Adding to the confusion, many large banks are also offering new online services that may compete directly with their bricks-and-mortar business – a scenario that is not so different than that faced by ordinary retailers.

New expectations from customers create new pricing opportunities.

Banking customers are growing used to doing a lot more of their own homework. One of the ways that online banks are able to compete is by requiring customers to spend their own time filling out forms and verifying identities. This is resetting customer expectations about what level of service a bank should offer, with the result that the market is segmenting further.

Some customers are perfectly willing to spend the necessary time with their paperwork. Some are not. But loan and deposit rates are still easy to compare. Traditional banks that provide these extra services must still compete for customers based on published rates.

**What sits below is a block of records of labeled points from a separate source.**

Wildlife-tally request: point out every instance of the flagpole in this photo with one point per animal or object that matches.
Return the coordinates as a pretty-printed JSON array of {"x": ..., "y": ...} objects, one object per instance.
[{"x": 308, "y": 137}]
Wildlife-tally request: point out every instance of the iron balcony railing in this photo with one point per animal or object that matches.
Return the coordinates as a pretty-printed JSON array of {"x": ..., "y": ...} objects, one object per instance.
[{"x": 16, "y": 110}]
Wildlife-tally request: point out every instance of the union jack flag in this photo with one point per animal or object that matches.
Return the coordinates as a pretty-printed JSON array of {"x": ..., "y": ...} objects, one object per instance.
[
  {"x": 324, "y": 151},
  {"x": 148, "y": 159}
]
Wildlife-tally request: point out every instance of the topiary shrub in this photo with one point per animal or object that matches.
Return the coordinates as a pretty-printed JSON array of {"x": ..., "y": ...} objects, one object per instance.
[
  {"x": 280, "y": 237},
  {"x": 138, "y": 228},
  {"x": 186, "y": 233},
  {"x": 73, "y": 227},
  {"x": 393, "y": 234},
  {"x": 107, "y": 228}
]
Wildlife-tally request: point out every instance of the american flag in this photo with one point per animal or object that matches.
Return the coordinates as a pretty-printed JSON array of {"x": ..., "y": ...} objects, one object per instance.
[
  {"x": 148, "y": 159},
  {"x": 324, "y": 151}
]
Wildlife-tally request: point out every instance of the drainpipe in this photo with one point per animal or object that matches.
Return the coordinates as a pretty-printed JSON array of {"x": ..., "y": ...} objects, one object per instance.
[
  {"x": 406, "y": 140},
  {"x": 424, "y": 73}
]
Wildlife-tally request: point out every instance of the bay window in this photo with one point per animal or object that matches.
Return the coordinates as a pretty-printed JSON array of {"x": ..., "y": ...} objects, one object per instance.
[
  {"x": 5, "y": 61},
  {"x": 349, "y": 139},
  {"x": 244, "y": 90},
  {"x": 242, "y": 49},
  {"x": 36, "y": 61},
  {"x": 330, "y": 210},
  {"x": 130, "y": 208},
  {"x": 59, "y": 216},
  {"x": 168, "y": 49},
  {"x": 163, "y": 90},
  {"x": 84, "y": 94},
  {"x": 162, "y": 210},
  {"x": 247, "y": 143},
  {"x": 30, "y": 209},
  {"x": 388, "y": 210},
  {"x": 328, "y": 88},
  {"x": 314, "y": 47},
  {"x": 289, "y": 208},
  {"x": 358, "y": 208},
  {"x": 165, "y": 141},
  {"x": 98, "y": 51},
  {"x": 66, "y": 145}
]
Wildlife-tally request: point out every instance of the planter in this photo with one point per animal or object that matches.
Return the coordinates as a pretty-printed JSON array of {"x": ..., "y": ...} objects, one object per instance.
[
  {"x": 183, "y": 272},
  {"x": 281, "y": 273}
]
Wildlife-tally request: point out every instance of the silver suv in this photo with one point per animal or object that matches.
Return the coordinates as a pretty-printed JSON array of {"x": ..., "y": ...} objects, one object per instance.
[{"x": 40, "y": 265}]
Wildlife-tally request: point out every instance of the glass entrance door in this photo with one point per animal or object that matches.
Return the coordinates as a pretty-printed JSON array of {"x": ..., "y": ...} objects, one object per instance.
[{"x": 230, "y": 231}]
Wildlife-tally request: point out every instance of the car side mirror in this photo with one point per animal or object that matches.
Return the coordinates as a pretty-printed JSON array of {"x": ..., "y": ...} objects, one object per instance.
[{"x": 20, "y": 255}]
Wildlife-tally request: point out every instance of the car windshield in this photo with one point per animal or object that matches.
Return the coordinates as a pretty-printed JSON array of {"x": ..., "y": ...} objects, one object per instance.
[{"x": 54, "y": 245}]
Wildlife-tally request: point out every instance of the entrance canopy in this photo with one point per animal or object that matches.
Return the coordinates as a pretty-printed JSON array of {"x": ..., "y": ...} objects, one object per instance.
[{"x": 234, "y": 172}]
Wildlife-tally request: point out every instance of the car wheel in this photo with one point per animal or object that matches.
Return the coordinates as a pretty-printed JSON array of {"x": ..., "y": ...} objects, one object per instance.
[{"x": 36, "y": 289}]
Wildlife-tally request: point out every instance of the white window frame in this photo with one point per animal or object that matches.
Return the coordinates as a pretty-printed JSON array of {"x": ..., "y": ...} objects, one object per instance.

Risk-based pricing is not the optimal approach for retail banking.

Today, almost all banks use a risk-based approach to set loan and deposit rates. In the case of a loan, the less risk presented by a customer, the lower the interest rate the bank is willing to offer. The problem is that the measurement of risk is based on historical data.

As the credit crisis demonstrated so vividly, this is often not a good yardstick for measuring a customer’s ability to repay a loan. In fact, a customer’s credit history may not be a very good indicator of either their ability to service the loan or of their willingness to pay.

PriceGain can help banks create new pricing models that take a customers willingness to pay into account in setting rates.

Are you segmenting your market for optimal profitability?

Depending on the banking regulations in effect in a country, it’s possible to segment the market into very small groups and offer products tailored to the needs and interests of those groups as well as their willingness to pay.

PriceGain has extensive experience in helping our clients understand with a high degree of accuracy how much groups of people are willing to pay for products and services. We can work with banks to help them understand how to segment the market in order to maximize profits while providing their customers with the banking products they want, at prices they are willing to pay.

Plug revenue leakage holes.

We’ve found it’s quite common for banks to experience significant revenue leakages. This is often due to a lack of a rigorous pricing process based on factors such as customer loyalty. For example, it may be good for the bank and certainly good for the customer to offer a very loyal customer preferential rates on new loans or deposits.

However, unless a good system is in place that properly measures loyalty and balances that with sufficient rewards for customers, the bank can leave money on the table in the form of either dissatisfied customers who take their business elsewhere or excessive discounting that is beyond customer expectations. PriceGain can help banks define these pricing processes, measure compliance and develop programs to ensure improved compliance.

Use your data more effectively to set prices.

Banks collect a lot of data, but we find they do not necessarily use it effectively when segmenting their markets, establishing loyalty programs or designing new financial products. For example, banks have excellent opportunities to use target pricing techniques. The bank can adjust offers dynamically based on supply and demand factors and on historical analysis of win/loss ratios for micro-segmented customer groups.

PriceGain helps banks interpret data about their customers’ buying patterns so the bank can offer incentives, rates and new products that are truly responsive to those patterns. Banking customers appreciate such programs when they are implemented correctly and will reward the bank with increased business.